I boarded NCL’s Pride of America on Sept 3rd and shortly left on Oct 1st with the WORST experience of my life!!!

First off let me say that the recruiters lie through their teeth to get you on the ship… They will take someone with YEARS of experience in one field and then throw them into a position that they never expressed any interest in, promising that as soon as they get to training in Piney Point, MD they will get the position that they initially wanted. If only that were true…

I applied for a front desk position and a youth counselor. I have had many years experience in both positions and felt that this would be something that I would be excellent at. My recruiter placed me as a stateroom steward stating that I would be able to change job titles as soon as I got to the training facility. Once you arrive at the training facility you realize what you have signed up for…. They get you there really late at night after several hours of flying and no food and ask you to sign a million different contracts. Needless to say… you basically sign your life away for 20 weeks. Several days after arriving you realize that this is perhaps something that you may have seriously looked over….

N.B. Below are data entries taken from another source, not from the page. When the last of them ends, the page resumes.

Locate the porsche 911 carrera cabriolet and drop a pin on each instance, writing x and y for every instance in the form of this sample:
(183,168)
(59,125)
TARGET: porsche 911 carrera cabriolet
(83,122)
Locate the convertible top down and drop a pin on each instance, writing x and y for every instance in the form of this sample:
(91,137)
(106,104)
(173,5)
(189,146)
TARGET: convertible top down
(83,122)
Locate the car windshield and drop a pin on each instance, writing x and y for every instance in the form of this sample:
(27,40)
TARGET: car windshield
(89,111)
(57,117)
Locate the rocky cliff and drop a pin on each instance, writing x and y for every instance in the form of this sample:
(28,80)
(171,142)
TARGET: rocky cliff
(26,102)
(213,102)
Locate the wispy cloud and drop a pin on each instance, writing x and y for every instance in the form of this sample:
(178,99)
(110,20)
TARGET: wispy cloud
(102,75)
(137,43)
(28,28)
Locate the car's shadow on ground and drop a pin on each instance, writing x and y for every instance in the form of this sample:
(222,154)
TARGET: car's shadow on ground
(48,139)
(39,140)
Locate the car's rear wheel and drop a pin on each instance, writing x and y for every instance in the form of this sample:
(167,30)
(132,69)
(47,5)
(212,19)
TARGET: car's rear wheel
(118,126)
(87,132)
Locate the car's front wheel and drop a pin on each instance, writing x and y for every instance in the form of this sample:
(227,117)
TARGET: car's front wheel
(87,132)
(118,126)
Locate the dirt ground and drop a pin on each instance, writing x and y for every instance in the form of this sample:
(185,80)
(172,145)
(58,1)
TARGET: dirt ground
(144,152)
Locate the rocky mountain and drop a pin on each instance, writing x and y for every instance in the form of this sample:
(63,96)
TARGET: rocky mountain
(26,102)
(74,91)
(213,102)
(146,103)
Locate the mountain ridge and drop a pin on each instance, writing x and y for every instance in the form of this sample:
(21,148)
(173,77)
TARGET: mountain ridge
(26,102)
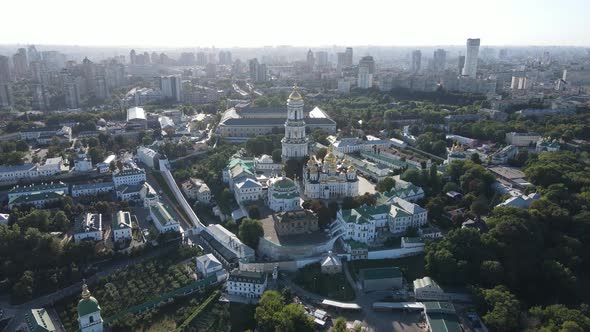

• No, you will not be able to change positions. What you were hired as… you will stay as… I choose to try to stick out my position hoping that I would be able to apply for another position once on ship.
• They tell you that the training is 3 weeks long but they don’t know when you will be leaving… I knew people who had been there for 7 and 8 weeks with no hope of leaving any time soon. If you choose to go home and not wait at the facility after training is over… kiss your job good bye… they won’t bring you back….
• They also inform you to look around at your fellow coworkers and kiss them all goodbye… you may be lucky to be 1 of the 3 out of your whole class of 60 + that may actually stick with this job for the whole contract.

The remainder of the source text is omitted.